Less Brute, More Ute

I love coincidence. Not that I'm into any of that Jungian synchronicity stuff, but there has to be something more than pure chance in the fact that exactly one week after chairman William C. Ford talked about the serious safety and environmental problems of large sport-utes, a Ford spokesman announced that the company would produce fewer Excursions in the next model year due to weak consumer demand.

Let's call it foresight rather than coincidence. Or maybe simply an accurate reading of a basic shift in public perception.

Large utes are now widely seen as rolling oxymorons. It's hard to call something either sport or utilitarian when it's difficult to maneuver in parking lots or round corners, when it guzzles increasingly expensive gasoline at the rate of a gallon every ten miles, and when its munificent three rows of seats usually support the backside of exactly one person the driver and on rare occasion, a front-seat passenger too. I've yet to see an Excursion or a Suburban (sorry, Yukon XL) with all the seats occupied.

And I'm noticing a peculiarly self-conscious expression on the faces of those driving these vehicles. They stand out in the crowd on the road, and they know it. And unlike drivers of PT Cruisers or new Beetles or smart little roadsters, they don't like it. At least Hummer drivers can hide behind the low windshield and high hood, and fantasize about using their non-existent military armaments to blow away any pedestrian or mere sedan driver who throws a dirty look their way. But Excursion and Suburban drivers are... well, vulnerable. To public opinion. As are their makers.

That certainly explains DaimlerChrysler's decision to forgo a full-size Jeep. And it most probably explains GM's decision to mask an increase in Suburban production with a name change. "No, we're not making Suburbans any more, we're making Yukon XLs," as though sport-utes were tee-shirts with a few extra inches for the "fuller figure."

At GM they're apparently unaware that fashions have changed and women aren't wearing extra-large men's T-shirts any more, but form-fitting women's ones.

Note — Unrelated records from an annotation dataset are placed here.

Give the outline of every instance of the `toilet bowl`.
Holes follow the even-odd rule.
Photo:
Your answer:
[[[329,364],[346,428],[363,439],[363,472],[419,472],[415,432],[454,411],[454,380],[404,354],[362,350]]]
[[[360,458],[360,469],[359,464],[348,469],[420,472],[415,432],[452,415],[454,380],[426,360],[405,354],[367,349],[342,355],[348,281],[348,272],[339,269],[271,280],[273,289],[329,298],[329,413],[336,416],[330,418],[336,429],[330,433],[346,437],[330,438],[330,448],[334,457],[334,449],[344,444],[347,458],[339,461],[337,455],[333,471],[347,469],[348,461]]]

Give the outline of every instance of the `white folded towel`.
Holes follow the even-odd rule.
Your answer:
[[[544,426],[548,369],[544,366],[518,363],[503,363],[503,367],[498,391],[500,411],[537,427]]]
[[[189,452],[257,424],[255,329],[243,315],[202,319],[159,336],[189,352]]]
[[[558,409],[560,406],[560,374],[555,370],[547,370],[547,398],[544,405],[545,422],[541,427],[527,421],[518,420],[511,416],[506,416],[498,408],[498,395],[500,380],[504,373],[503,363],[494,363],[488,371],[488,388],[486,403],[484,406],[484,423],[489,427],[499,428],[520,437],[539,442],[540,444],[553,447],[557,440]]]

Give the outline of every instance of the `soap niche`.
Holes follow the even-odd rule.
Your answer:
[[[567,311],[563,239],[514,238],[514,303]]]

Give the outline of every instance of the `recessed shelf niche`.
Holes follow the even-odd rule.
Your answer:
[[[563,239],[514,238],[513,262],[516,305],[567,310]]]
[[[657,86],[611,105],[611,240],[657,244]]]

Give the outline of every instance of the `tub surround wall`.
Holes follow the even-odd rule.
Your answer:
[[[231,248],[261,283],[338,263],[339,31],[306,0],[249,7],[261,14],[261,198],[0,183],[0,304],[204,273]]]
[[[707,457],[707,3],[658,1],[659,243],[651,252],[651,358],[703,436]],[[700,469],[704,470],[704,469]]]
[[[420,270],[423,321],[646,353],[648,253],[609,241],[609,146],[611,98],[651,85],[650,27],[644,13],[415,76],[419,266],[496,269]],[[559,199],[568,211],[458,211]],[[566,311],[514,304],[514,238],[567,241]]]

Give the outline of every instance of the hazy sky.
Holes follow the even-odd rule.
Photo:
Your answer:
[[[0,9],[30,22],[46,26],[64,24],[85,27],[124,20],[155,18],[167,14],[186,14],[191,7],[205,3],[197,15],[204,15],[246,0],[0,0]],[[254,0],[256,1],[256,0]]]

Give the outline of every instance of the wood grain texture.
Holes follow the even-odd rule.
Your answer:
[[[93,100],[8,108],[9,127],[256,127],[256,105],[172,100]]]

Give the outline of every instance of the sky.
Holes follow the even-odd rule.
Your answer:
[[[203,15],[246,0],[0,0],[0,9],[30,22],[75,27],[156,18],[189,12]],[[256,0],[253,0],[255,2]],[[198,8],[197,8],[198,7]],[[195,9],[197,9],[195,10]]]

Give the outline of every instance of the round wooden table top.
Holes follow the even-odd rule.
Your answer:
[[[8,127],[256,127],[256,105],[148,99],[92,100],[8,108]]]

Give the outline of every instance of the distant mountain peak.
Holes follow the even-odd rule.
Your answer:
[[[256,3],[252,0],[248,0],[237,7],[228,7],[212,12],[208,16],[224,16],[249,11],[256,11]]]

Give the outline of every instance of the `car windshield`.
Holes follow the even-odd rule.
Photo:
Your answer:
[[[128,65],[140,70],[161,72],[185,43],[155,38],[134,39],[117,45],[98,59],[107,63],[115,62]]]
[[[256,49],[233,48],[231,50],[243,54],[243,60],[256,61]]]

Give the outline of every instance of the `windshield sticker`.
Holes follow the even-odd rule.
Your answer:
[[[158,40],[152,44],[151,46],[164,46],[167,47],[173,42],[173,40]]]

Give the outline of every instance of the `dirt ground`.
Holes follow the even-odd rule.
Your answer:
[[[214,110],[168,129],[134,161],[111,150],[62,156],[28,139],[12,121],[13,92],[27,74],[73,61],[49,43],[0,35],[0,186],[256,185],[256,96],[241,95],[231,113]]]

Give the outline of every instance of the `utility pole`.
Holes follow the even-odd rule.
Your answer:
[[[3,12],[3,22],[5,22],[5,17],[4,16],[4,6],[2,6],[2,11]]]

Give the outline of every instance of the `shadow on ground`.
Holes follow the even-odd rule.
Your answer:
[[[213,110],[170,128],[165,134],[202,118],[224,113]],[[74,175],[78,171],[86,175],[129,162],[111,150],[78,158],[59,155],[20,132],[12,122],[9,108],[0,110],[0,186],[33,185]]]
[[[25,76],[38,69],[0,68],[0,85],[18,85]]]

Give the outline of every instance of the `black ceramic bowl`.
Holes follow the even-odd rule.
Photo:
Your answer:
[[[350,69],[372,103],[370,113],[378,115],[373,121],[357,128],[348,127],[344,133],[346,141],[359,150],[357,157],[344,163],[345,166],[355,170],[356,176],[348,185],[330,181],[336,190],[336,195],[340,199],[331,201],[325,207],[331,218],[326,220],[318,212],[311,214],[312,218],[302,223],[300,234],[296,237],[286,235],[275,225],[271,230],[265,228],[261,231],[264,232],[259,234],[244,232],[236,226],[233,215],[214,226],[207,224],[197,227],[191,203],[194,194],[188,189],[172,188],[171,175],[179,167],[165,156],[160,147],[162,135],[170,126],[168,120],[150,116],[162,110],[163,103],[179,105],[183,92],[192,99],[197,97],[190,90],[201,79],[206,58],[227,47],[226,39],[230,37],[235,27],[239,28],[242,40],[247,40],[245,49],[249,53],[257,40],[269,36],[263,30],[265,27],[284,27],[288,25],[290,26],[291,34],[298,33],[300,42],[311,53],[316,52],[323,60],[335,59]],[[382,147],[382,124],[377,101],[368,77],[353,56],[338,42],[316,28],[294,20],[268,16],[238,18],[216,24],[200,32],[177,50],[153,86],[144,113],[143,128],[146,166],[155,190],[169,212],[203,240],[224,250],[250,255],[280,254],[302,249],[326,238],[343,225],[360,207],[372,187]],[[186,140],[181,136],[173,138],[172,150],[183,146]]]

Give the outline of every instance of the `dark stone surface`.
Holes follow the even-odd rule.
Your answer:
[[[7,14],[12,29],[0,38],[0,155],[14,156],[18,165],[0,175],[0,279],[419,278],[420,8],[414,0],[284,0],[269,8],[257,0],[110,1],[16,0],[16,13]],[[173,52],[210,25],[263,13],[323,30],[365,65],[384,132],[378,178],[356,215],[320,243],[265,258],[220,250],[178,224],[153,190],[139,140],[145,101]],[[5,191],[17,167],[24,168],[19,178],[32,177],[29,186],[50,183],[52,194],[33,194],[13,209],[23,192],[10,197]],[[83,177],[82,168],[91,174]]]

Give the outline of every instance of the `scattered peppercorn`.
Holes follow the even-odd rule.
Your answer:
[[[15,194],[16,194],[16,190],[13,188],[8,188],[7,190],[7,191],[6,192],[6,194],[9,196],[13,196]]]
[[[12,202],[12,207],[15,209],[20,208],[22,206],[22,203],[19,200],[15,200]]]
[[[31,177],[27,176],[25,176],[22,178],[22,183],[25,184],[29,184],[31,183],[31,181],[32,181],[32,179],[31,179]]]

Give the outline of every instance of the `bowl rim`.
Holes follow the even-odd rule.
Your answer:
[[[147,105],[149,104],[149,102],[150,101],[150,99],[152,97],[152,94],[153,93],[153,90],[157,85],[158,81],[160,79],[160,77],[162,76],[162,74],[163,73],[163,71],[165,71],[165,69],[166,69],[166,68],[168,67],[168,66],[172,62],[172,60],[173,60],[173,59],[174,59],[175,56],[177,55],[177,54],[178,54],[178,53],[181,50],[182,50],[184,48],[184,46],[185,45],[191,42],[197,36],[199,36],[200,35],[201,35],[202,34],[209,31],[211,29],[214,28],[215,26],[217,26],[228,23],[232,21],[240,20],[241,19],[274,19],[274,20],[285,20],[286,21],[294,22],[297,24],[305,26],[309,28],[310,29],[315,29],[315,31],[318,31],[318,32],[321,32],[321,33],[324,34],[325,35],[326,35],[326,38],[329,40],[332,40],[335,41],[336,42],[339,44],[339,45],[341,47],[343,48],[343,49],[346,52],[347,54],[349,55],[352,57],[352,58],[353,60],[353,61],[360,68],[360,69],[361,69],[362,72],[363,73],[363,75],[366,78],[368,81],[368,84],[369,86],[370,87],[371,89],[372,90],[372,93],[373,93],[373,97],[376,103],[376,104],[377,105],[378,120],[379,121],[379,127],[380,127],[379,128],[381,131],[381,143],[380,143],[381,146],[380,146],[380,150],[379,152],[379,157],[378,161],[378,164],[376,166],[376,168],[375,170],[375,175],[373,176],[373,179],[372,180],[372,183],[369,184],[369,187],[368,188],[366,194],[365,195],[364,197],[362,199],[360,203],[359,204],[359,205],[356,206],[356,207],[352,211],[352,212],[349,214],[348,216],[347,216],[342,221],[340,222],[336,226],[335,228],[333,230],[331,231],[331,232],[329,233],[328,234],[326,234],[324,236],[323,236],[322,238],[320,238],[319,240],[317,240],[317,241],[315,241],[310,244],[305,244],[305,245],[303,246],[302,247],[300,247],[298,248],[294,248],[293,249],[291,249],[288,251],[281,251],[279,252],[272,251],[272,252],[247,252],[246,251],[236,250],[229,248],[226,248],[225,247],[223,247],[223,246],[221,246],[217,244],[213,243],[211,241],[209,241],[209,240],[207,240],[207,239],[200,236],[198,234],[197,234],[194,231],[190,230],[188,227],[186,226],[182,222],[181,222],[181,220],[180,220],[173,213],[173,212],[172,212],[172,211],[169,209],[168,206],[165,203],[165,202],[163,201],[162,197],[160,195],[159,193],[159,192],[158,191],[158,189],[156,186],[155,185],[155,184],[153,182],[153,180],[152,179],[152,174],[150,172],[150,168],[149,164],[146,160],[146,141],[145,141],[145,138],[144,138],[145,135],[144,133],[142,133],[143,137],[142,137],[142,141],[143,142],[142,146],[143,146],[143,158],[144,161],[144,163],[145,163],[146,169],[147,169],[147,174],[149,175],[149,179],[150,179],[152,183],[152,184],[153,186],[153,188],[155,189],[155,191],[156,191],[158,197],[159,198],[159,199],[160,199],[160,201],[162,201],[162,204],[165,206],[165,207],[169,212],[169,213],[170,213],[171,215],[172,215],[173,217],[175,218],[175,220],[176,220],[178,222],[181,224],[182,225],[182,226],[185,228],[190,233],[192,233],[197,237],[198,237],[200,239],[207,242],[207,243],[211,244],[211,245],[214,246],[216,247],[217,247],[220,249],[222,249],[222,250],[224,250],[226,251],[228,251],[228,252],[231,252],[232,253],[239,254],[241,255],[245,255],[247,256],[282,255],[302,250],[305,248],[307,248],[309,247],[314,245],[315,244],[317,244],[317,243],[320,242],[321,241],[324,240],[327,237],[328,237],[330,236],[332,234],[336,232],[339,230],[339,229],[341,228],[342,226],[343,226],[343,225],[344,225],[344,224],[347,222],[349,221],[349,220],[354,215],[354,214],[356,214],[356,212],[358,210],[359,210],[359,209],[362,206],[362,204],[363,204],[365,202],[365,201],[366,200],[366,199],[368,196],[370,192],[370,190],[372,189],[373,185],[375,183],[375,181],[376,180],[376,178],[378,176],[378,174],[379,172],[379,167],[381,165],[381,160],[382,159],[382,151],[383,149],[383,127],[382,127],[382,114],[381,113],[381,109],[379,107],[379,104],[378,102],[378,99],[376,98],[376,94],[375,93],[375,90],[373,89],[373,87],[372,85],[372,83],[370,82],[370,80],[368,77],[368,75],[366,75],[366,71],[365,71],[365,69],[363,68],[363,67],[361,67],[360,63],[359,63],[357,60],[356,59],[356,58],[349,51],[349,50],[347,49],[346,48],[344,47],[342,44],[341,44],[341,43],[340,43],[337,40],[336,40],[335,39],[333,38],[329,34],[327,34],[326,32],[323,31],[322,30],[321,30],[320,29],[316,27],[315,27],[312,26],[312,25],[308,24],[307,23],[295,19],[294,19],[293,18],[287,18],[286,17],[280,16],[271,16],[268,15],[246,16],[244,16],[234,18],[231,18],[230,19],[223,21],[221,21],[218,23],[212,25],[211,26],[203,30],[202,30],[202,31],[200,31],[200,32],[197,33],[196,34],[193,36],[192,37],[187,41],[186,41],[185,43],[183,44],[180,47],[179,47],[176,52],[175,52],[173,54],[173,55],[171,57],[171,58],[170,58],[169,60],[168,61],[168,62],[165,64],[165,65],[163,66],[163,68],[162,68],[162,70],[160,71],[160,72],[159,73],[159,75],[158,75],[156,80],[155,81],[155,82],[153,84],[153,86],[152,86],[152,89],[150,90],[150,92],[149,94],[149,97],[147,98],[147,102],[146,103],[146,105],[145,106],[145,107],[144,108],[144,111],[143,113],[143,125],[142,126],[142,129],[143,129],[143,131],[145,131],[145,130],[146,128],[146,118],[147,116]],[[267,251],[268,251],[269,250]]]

Or that the vogue for bodybuilding is done with.

Forget steroids. Gold's Gym is out, Pilates is in. The look is lithe and limber, not muscle-bound and bulging. In current automotive terms, that means a small car-based ute, not a large truck-based one. And in the future, it will mean a sports car that can transform into a pickup, like Honda's recent concept.

Remember guys: lithe and limber. Follow Billy Ford, and get with the program.